Member of the Delaware Senate from the 15th district
- Incumbent
- Assumed office November 10, 2010
- Preceded by: Nancy W. Cook

Personal details
- Born: October 29, 1946 (age 79) Johnstown, Pennsylvania, U.S.
- Party: Republican
- Alma mater: Delaware Technical Community College, Glendale Community College (California), Delaware State Police Academy
- Website: www.senatordavelawson.com

= David G. Lawson =

American politician (born 1946)

David G. Lawson (born October 29, 1946) is an American politician and a Republican member of the Delaware Senate, where he has represented the 15th District since 2011.

== Biography ==
Lawson was born on October 29, 1946, in Johnstown, Pennsylvania, and raised on a farm in the Allegheny Mountains.

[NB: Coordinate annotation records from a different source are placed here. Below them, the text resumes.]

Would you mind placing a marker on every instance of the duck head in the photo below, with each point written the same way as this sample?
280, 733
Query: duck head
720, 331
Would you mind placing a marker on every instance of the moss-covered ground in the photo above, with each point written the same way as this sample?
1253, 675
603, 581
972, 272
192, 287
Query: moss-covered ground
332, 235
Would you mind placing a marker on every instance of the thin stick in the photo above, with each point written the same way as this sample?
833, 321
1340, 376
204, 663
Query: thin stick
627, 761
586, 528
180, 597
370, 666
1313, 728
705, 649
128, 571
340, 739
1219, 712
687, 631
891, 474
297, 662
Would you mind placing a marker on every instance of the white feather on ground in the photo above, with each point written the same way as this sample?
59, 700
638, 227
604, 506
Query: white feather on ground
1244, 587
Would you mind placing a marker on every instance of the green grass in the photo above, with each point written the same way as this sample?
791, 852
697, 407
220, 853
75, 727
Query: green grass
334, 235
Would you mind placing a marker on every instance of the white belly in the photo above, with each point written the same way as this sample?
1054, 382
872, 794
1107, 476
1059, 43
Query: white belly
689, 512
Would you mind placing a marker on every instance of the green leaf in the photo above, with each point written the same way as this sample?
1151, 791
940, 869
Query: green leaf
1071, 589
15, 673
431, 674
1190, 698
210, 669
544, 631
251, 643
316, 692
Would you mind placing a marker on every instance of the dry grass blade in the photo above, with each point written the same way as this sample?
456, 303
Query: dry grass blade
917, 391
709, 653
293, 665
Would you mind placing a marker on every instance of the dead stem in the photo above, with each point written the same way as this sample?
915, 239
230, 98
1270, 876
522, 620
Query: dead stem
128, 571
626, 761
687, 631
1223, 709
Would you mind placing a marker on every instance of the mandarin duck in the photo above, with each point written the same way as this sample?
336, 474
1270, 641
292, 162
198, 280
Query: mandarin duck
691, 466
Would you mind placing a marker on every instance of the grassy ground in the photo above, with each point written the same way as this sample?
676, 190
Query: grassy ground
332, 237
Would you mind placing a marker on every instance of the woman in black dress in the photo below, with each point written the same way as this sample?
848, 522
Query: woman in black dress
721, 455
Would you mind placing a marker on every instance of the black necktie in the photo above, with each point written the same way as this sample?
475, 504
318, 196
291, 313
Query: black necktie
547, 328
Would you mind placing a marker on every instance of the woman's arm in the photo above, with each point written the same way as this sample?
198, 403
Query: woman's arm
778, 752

Lawson enlisted in the United States Air Force and completed a tour of duty in Vietnam before being honorably discharged in 1969. After his retirement from the Air Force, Lawson settled in Harrington, Delaware, where he served as a volunteer with the Harrington Fire Company. He began a career in law enforcement with the Milford Police Department where he worked as a policeman until transferring to the Delaware State Police in 1973. He retired in 1992 and served as a Delaware State Police Range Instructor and as the Lieutenant of the Special Operations Response Team. Lawson attended Glendale Community College, Delaware Technical Community College, and the Delaware State Police Academy.

Lawson was rebuked by Senate President pro tempore David McBride in April 2017 after Lawson called it "despicable" to allow two Muslims to read from the Quran for the daily invocation. Muslim leaders and others in Delaware condemned Lawson's comments and described them as Islamophobic.

==Elections==
- In 2016, Lawson was unopposed for the Republican primary and won the general election unopposed with 15,036 votes.
- In 2012, Lawson was unopposed for the Republican primary and won the three-way general election with 9,547 votes (50.6%) against Democratic nominee Kathleen Cooke and Independent candidate Catherine Samardza.
- In 2010, Lawson was unopposed for the Republican primary and challenged incumbent Democratic Senator Nancy W. Cook in the general election, winning with 8,370 votes (52.3%).